Britain has said the attack received approval "at a senior level of the Russian state," an accusation Moscow has fiercely denied.

Bellingcat said the man identified as Boshirov is in fact Col. Anatoly Chepiga of the Russian military intelligence agency GRU who was awarded Russia's highest medal in 2014. But beyond a photo from Chepiga's 2003 passport file resembling Boshirov, the report didn't contain further proof that Boshirov and Chepiga are the same person.

On Thursday, Russian business daily Kommersant reported that some residents in Beryozovka, a small village in Russia's far east near the border with China where Chepiga's family once lived, confirmed that they recognized Chepiga as the man identified as Boshirov. The newspaper said they spoke on condition of anonymity fearing official reprisals.

Peskov scoffed at the claim that in a passport file found by Bellingcat, Chepiga closely resembles Boshirov, pointing at lookalikes of Soviet leaders Vladimir Lenin and Josef Stalin hunting for tourists eager to pay for a shot on Red Square.

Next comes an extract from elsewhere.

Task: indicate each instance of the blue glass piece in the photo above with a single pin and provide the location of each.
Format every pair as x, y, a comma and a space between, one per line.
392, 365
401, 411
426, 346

"We have 10 Stalins and 15 Lenins on Red Square, and all of them closely resemble the real ones," he snapped.

Asked if the Kremlin could confirm that Chepiga received the Hero of Russia medal, Peskov responded that he has checked and found no information about such a person receiving the award.

He said in a conference call with reporters that the Kremlin gave little credibility to investigative reports and media articles on the case, adding that "we don't know how reliable and well-founded they are."

"We can't have media as our vis-a-vis in such a sensitive case," Peskov said. "Such materials should only come from competent sources. From the very start, Russia has offered to conduct a joint investigation but faced British refusals."